Of course, we are the church, not the building but, do we sometimes make decisions based on outward appearance of the building. “Oh, that is a beautiful church. I could really worship there. Look at those stained glass windows…” Do the windows create an atmosphere of worship? They can, but doesn’t that really comes from the attitude of our hearts? Is there a precise dress code we must have in order to enter or face the scorn of our pew mates? Is there an understood civic standing and prestigious career/salary expectation that we must fulfill to be accepted? Is it a longstanding and historic building with no ability to grow and meet new needs? Don’t get me wrong, I think that God’s house should be beautiful, but His presence doesn’t depend on that, and His presence is a far more precious and beautiful asset than any brick and mortar or stained glass windows.
Size of the congregation can’t always be a proper indicator of good church choice. A truly growing church has people leaving and coming all the time. Members leave to plant more congregations, and come because of hearing and being fed by the Word that both heals and pricks our hearts. It is much easier to develop accountability partners, true brothers and sisters with small groups than hiding in the mass of people you see now and then. Who will know if we are out sick? Will we notice if someone is absent? Being involved in each others lives helps us to know how to pray for each other and develop relationships of trust and accountability. By no means is it impossible to have a good experience in a mega church, but it is less common. Large or small, we would be wise to put up spiritual radar before committing to a congregation based on its size.

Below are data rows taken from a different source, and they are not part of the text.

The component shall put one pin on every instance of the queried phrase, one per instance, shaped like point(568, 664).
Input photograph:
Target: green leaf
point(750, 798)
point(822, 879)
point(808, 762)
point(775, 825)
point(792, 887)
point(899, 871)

We all know that chlorine kills germs, so we allow a bit of it in our water-even though it is a poison. How much is enough/ and how much is too much, that depends on your point of view. These frogs definitely had too much, and it affected their ability to do what frogs are supposed to do, swim. Thus, they died. How much worse is it when some churches clean and sanitize to the point they have excluded the dirty sin, the blood, the wrath of God…and preach only part of God’s Word-the parts we all like that are full of love, forgiveness, prosperity, and health, never stepping on toes, never piercing our hearts, and always mindful of politically correctness. The whole counsel of God includes both the love and grace along with the sin and wrath. How can we truly be fed if we only hear part? It’s like having only candy instead of a healthy diet, and we lose our ability to have a true fellowship with God. If we have sermons that tickle our ears with chlorinated stories of the love of God, – we might have beautiful sanctuaries full of happy attendees, but the flock will drown in their sin, thinking they have found a paradise.
Father, I thank You for giving Your whole counsel, full of wisdom and truth. I pray today that we, Your church, use it wisely, and share it in its entirety.